[ClusterLabs] Antw: Re: Antw: [EXT] Recoveing from node failure
Ulrich Windl
Ulrich.Windl at rz.uni-regensburg.de
Mon Dec 14 05:53:22 EST 2020
>>> Gabriele Bulfon <gbulfon at sonicle.com> schrieb am 14.12.2020 um 11:48 in
Nachricht <1065144646.7212.1607942889206 at www>:
> Thanks!
>
> I tried first option, by adding pcmk_delay_base to the two stonith
> primitives.
> First has 1 second, second has 5 seconds.
> It didn't work :( they still killed each other :(
> Anything wrong with the way I did it?
Hard to say without seeing the logs...
>
> Here's the config:
>
> node 1: xstha1 \
> attributes standby=off maintenance=off
> node 2: xstha2 \
> attributes standby=off maintenance=off
> primitive xstha1-stonith stonith:external/ipmi \
> params hostname=xstha1 ipaddr=192.168.221.18 userid=ADMIN
> passwd="***" interface=lanplus pcmk_delay_base=1 \
> op monitor interval=25 timeout=25 start-delay=25 \
> meta target-role=Started
> primitive xstha1_san0_IP IPaddr \
> params ip=10.10.10.1 cidr_netmask=255.255.255.0 nic=san0
> primitive xstha2-stonith stonith:external/ipmi \
> params hostname=xstha2 ipaddr=192.168.221.19 userid=ADMIN
> passwd="***" interface=lanplus pcmk_delay_base=5 \
> op monitor interval=25 timeout=25 start-delay=25 \
> meta target-role=Started
> primitive xstha2_san0_IP IPaddr \
> params ip=10.10.10.2 cidr_netmask=255.255.255.0 nic=san0
> primitive zpool_data ZFS \
> params pool=test \
> op start timeout=90 interval=0 \
> op stop timeout=90 interval=0 \
> meta target-role=Started
> location xstha1-stonith-pref xstha1-stonith -inf: xstha1
> location xstha1_san0_IP_pref xstha1_san0_IP 100: xstha1
> location xstha2-stonith-pref xstha2-stonith -inf: xstha2
> location xstha2_san0_IP_pref xstha2_san0_IP 100: xstha2
> order zpool_data_order inf: zpool_data ( xstha1_san0_IP )

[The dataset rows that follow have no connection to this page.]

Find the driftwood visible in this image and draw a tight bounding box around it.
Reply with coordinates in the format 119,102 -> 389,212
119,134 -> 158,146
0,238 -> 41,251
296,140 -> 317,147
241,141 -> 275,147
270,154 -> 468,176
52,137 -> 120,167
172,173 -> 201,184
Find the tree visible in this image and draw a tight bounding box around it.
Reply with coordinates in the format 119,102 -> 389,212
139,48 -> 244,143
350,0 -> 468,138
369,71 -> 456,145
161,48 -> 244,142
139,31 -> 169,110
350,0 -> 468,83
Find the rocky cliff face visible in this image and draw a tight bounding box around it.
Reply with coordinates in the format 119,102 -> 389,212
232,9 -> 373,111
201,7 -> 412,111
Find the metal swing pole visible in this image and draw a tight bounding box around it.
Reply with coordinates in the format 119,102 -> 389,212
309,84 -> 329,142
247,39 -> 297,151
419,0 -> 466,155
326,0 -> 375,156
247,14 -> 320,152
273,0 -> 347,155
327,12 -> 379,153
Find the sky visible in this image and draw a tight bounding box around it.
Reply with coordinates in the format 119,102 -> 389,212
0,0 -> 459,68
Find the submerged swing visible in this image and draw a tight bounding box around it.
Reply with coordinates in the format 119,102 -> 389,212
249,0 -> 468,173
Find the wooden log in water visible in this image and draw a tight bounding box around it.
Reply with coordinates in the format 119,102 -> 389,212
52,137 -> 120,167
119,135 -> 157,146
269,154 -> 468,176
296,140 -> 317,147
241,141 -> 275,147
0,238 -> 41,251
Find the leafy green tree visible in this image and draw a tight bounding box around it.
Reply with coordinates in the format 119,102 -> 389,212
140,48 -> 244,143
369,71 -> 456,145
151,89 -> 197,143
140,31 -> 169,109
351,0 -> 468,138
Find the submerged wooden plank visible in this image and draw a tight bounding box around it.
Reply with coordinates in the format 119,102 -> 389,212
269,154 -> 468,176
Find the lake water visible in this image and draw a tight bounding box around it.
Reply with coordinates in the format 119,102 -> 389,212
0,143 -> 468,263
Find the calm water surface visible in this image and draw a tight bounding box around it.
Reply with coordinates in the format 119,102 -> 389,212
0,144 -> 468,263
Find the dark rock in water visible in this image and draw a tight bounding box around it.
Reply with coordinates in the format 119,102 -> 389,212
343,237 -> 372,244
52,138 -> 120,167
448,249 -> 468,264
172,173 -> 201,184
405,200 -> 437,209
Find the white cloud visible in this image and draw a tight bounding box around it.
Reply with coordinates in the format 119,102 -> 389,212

> location zpool_data_pref zpool_data 100: xstha1
> colocation zpool_data_with_IPs inf: zpool_data xstha1_san0_IP
> property cib-bootstrap-options: \
> have-watchdog=false \
> dc-version=1.1.15-e174ec8 \
> cluster-infrastructure=corosync \
> stonith-action=poweroff \
> no-quorum-policy=stop
>
>
> Sonicle S.r.l. : http://www.sonicle.com
> Music: http://www.gabrielebulfon.com
> eXoplanets : https://gabrielebulfon.bandcamp.com/album/exoplanets
>
>
>
>
>
>
----------------------------------------------------------------------------
> ------
>
> Da: Andrei Borzenkov <arvidjaar at gmail.com>
> A: users at clusterlabs.org
> Data: 13 dicembre 2020 7.50.57 CET
> Oggetto: Re: [ClusterLabs] Antw: [EXT] Recoveing from node failure
>
>
> 12.12.2020 20:30, Gabriele Bulfon пишет:
>> Thanks, I will experiment this.
>>
>> Now, I have a last issue about stonith.
>> I tried to reproduce a stonith situation, by disabling the network
interface
> used for HA on node 1.
>> Stonith is configured with ipmi poweroff.

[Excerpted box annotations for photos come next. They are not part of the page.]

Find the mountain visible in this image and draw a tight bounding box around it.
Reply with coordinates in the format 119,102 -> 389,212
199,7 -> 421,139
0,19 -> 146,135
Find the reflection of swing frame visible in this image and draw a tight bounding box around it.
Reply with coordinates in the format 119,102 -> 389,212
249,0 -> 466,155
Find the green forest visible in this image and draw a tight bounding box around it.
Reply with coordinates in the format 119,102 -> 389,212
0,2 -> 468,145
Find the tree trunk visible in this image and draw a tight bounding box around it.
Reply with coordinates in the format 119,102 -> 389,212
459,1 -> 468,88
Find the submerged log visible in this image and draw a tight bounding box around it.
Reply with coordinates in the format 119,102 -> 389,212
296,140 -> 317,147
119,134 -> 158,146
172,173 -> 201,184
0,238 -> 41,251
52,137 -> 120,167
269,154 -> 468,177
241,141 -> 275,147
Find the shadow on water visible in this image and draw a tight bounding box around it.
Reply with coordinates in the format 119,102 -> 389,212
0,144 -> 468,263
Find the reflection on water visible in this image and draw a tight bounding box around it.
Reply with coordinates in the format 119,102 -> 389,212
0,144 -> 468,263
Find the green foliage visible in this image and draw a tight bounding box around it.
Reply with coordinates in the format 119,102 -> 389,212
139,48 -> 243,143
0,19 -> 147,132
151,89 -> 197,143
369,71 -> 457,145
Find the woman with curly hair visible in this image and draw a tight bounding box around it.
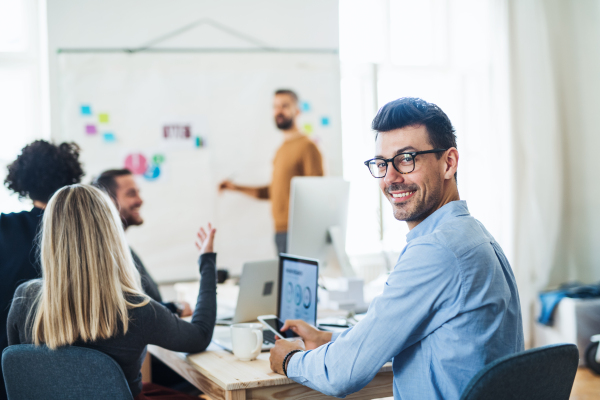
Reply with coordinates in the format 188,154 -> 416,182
0,140 -> 83,400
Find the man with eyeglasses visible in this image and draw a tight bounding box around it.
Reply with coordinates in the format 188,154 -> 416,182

>> What happens, is that once the interface is down, both nodes tries to
> stonith the other node, causing both to poweroff...
>
> Yes, this is expected. The options are basically
>
> 1. Have separate stonith resource for each node and configure static
> (pcmk_delay_base) or random dynamic (pcmk_delay_max) delays to avoid
> both nodes starting stonith at the same time. This does not take
> resources in account.
>
> 2. Use fencing topology and create pseudo-stonith agent that does not
> attempt to do anything but just delays for some time before continuing
> with actual fencing agent. Delay can be based on anything including
> resources running on node.
>
> 3. If you are using pacemaker 2.0.3+, you could use new
> priority-fencing-delay feature that implements resource-based priority
> fencing:
>
> + controller/fencing/scheduler: add new feature 'priority-fencing-delay'
> Optionally derive the priority of a node from the
> resource-priorities
> of the resources it is running.
> In a fencing-race the node with the highest priority has a certain
> advantage over the others as fencing requests for that node are
> executed with an additional delay.
> controlled via cluster option priority-fencing-delay (default = 0)
>
>
> See also https://www.mail-archive.com/users@clusterlabs.org/msg10328.html
>
>> I would like the node running all resources (zpool and nfs ip) to be the
> first trying to stonith the other node.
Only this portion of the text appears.